There is one similarity between natural numbers and complex numbers which is that two concecutive integers multiplied together then multiplied by 4 is one less than a perfect square. In other words if n is an integer then 4n(n+1)+1 is a perfect square. Likewise if z is a Gausian integer then 4z(z+1) + 1 is a perfect complex square. This leads me to define two consecutive Gausian Integers to be z and z plus 1.achyut joshi said:does complex number have anything like consicutive numbers? . Like 2,3,4 are consicutive integers...
I think Halls was referring to the property of being dense(http://en.wikipedia.org/wiki/Dense_set).disregardthat said:Sure they do. Every set can be well-ordered.
Give the complex numbers a well-ordering. For each complex number z, consider the minimal element of the set of complex numbers larger than z. This will be the least number larger than z, in other words, a consecutive element.
Now this of course applies to R and Q as well, but note that this cannot correspond to their usual order. The complex numbers however don't have any natural ordering (which satisfies e.g. a < b --> a+c < b+c), so I don't see how the order properties of the real numbers extends to the complex numbers.
achyut joshi said:does complex number have anything like consicutive numbers? . Like 2,3,4 are consicutive integers...
robert2734 said:suppose for numbers with the same norm, we arbitrarily list numbers counter clockwise from zero degrees. Then we can definitively say that one complex number comes before or after another in our catalog.
robert2734 said:suppose for numbers with the same norm, we arbitrarily list numbers counter clockwise from zero degrees. Then we can definitively say that one complex number comes before or after another in our catalog.
achyut joshi said:does complex number have anything like consicutive numbers? . Like 2,3,4 are consecutive integers...
robert2734 said:Consider the integers. We have -1< 0, -2< 0 and (-1)*(-2)>0. So the integers aren't an "orderred field" either but they do have an order to them. So back to OP's question: Can we order the complex numbers? yes. Does that order mean anything? I don't know.
Yes, complex numbers have a concept of consecutive numbers, but it is different from the concept of consecutive numbers in real numbers. In complex numbers, consecutive numbers are defined as numbers that are separated by a distance of 1 on the complex plane. This means that the real and imaginary parts of the numbers differ by 1.
Consecutive complex numbers are represented on the complex plane as points that are one unit apart on the x-axis. This means that the real parts of the numbers are consecutive, while the imaginary parts remain the same.

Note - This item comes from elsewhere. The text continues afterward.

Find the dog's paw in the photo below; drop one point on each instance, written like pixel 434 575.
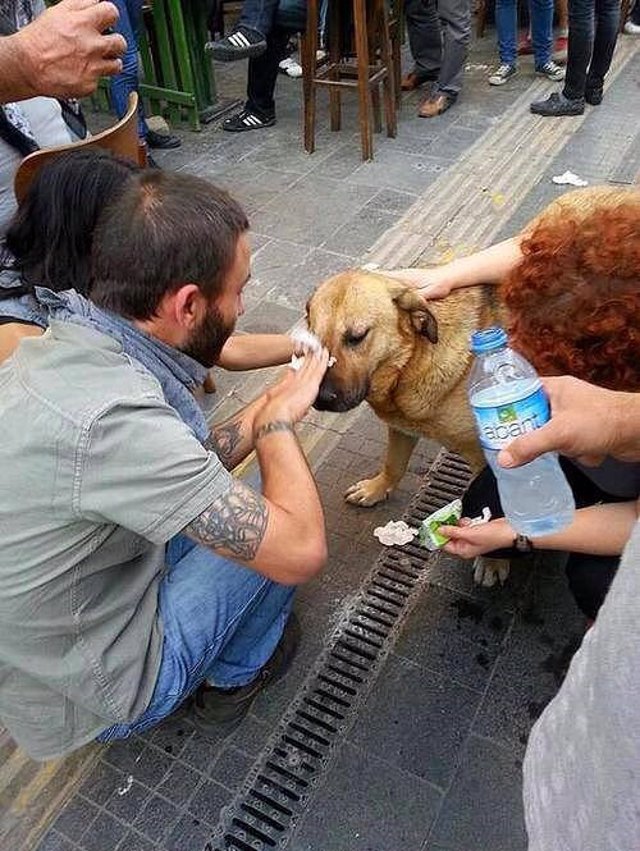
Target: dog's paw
pixel 488 571
pixel 368 491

Yes, a complex number can have more than one consecutive number. In fact, every complex number has an infinite number of consecutive numbers, as there is an infinite number of points that are one unit apart on the complex plane.
Yes, there are patterns in the consecutive complex numbers. For example, the consecutive numbers of 3+4i are 4+4i, 5+4i, 6+4i, etc. This pattern can be seen on the complex plane as points forming a straight line parallel to the real axis.
Consecutive complex numbers are used in various areas of mathematics, including complex analysis, number theory, and algebra. They can be used to solve equations and problems involving complex numbers, and also play a role in the study of complex functions and polynomials.